DIAL: Deep Interactive and Active Learning for Semantic Segmentation in Remote Sensing
This work addresses the challenge of reducing annotation effort for semantic segmentation in remote sensing, which is incremental as it combines existing interactive and active learning techniques.
The authors tackled the problem of obtaining accurate semantic segmentation maps for remote sensing images by proposing a deep interactive and active learning framework that integrates human corrections and guides annotations to relevant areas, resulting in improved efficiency and effectiveness across three datasets.

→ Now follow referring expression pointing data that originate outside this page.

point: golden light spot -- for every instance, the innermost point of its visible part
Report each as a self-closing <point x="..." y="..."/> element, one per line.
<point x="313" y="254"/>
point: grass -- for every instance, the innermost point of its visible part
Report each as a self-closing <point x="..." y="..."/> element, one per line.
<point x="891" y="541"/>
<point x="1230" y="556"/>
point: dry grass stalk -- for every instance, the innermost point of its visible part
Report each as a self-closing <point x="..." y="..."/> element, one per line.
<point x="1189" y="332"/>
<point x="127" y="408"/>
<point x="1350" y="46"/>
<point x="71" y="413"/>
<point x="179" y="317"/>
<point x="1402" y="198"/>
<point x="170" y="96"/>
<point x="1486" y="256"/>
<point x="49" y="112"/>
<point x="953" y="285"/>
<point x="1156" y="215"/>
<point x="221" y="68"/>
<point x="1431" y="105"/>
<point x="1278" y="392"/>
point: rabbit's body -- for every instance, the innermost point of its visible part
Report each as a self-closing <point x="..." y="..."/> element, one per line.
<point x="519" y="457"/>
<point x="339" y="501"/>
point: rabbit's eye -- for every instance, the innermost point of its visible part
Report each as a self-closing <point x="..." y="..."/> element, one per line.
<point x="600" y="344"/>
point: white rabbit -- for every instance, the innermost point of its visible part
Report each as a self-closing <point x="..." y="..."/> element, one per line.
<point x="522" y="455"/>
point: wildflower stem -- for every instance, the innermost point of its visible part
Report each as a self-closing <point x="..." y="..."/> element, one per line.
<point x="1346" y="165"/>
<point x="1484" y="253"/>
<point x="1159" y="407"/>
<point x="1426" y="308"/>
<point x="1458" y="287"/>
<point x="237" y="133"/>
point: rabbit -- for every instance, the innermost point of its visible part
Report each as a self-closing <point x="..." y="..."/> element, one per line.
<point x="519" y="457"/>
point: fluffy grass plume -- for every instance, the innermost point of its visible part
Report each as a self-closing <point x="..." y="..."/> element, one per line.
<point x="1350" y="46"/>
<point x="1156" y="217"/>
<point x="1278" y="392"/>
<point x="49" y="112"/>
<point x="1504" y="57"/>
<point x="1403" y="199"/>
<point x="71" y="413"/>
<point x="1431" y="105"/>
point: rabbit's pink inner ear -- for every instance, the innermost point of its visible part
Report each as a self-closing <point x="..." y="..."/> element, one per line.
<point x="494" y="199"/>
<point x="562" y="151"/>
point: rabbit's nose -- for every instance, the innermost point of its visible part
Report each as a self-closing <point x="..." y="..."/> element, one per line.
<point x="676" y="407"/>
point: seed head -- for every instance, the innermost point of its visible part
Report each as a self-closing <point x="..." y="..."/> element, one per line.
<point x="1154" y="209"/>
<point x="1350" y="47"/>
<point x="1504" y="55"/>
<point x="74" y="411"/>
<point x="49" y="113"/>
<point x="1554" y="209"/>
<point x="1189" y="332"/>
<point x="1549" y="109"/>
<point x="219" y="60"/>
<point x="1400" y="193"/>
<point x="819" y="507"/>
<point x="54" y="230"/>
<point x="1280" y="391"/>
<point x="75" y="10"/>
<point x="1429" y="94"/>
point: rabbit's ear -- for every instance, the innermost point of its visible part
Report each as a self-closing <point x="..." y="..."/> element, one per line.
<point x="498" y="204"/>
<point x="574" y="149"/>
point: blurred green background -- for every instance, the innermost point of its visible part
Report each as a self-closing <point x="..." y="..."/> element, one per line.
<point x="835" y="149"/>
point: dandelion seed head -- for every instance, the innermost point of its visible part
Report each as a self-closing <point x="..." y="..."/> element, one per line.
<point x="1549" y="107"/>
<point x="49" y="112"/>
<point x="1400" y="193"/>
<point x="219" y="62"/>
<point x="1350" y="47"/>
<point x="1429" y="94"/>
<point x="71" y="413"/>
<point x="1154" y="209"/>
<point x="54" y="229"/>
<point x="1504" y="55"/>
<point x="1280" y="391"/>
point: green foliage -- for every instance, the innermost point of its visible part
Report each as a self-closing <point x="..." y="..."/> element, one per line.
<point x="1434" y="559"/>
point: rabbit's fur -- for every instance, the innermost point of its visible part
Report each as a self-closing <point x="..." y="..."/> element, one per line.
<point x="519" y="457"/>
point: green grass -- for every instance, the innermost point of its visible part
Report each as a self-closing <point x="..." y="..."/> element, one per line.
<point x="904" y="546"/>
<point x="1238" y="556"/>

We propose in this article to build up a collaboration between a deep neural network and a human in the loop to swiftly obtain accurate segmentation maps of remote sensing images. In a nutshell, the agent iteratively interacts with the network to correct its initially flawed predictions. Concretely, these interactions are annotations representing the semantic labels. Our methodological contribution is twofold. First, we propose two interactive learning schemes to integrate user inputs into deep neural networks. The first one concatenates the annotations with the other network's inputs. The second one uses the annotations as a sparse ground-truth to retrain the network. Second, we propose an active learning strategy to guide the user towards the most relevant areas to annotate. To this purpose, we compare different state-of-the-art acquisition functions to evaluate the neural network uncertainty such as ConfidNet, entropy or ODIN. Through experiments on three remote sensing datasets, we show the effectiveness of the proposed methods. Notably, we show that active learning based on uncertainty estimation enables to quickly lead the user towards mistakes and that it is thus relevant to guide the user interventions.